Di sinilah pelajaran penting bagi Indonesia hari ini. Berbicara tentang rakyat tidak cukup. Semua rezim berbicara atas nama rakyat. Semua partai mengaku membela rakyat. Semua kandidat mengutip wong cilik. Tetapi pertanyaan sesungguhnya adalah: rakyat ditempatkan sebagai subjek atau sekadar objek? Apakah rakyat ikut menentukan arah pembangunan, atau hanya menjadi penerima bantuan sosial? Apakah rakyat menguasai alat produksi, atau hanya menjadi tenaga kerja murah? Apakah rakyat menjadi pemilik dalam hilirisasi, atau hanya menjadi penonton dari proyek besar yang dikuasai negara, investor, dan oligarki?

Pertanyaan Marhaenisme hari ini bukan hanya siapa yang miskin, tetapi siapa yang menguasai struktur ekonomi.

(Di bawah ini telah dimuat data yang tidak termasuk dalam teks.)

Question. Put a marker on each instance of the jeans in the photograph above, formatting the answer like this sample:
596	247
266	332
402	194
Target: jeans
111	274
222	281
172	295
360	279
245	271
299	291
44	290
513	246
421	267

Inilah titik yang harus dihidupkan kembali dari Soekarno: keberanian menanyakan kepemilikan, penguasaan, distribusi, dan arah produksi nasional.

Negara Pascakolonial dan Kegagalan Menjinakkan Kekuasaan

Soekarno sangat berhasil membangun bangsa, tetapi tidak sepenuhnya berhasil membangun negara yang demokratis dan berkeadilan. Ia adalah arsitek nation building yang luar biasa. Ia mampu membuat manusia dari berbagai pulau, suku, agama, bahasa, dan sejarah lokal membayangkan diri sebagai satu bangsa bernama Indonesia. Tetapi membangun bangsa tidak sama dengan membangun negara.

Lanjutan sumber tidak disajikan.